As a school, if we are teachers of history, we are committed to anti-bias education that anchors our work with children. You will hear from our associate principals about more specific work taking place in each division, but I have been so happy and heartened to see organic activities being started by students that help each other learn from and appreciate each other, and see how they want to work together to create a safe school for each other and a safer world for all.
This pandemic has not made life any easier for any of us these past two years, and COVID has revealed how crucial JEDI work is for our school, an American one in Taiwan. Our community is split on how it views health and safety and how people view getting sick, and it has definitely been split in opinion on how Taiwan has handled the pandemic and how it has affected education. I have seen opinions have been split down nationality and cultural lines, and whether people consider Taiwan their home. This gives us a huge opportunity in pushing forth in our work with JEDI to allow for further understanding of different voices and opinions, a life skill that we will all need in a constantly changing world.

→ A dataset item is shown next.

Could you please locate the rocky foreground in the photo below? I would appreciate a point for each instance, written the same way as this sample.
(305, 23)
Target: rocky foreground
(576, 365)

5. We all get a choice to focus on creating good instead of just critiquing what's bad in our world.
There was a recent opinion piece in the NYTimes that has stuck with me, and I'd like to share it with all of you. The title of the piece is “What I want my kids to learn about American Racism” by a South Asian immigrant father of two American-born teenagers. The father is the founder and president of Interfaith America, a nonprofit organization that promotes cooperation among people of different religions based in Chicago.
He ends his essay with a powerful quote that has shaped my understanding of everything that has happened at TAS this year - and everything that I want for our community in the future:
“I want my two sons to understand that responsible citizenship in a diverse democracy is not principally about noticing what’s bad; it’s about constructing what’s good. You need to defeat the things you do not love by building the things you do.”
As your Head of School, I want our entire school community to work together, to build things up not just tear things down. I want us to be united, not divided.
It is a continued honor to be able to lead this school and to see your children thrive. I send you best wishes for a happy and restful summer break and look forward to opening the 2022-23 school year on time and live, in-person on Wednesday, August 10.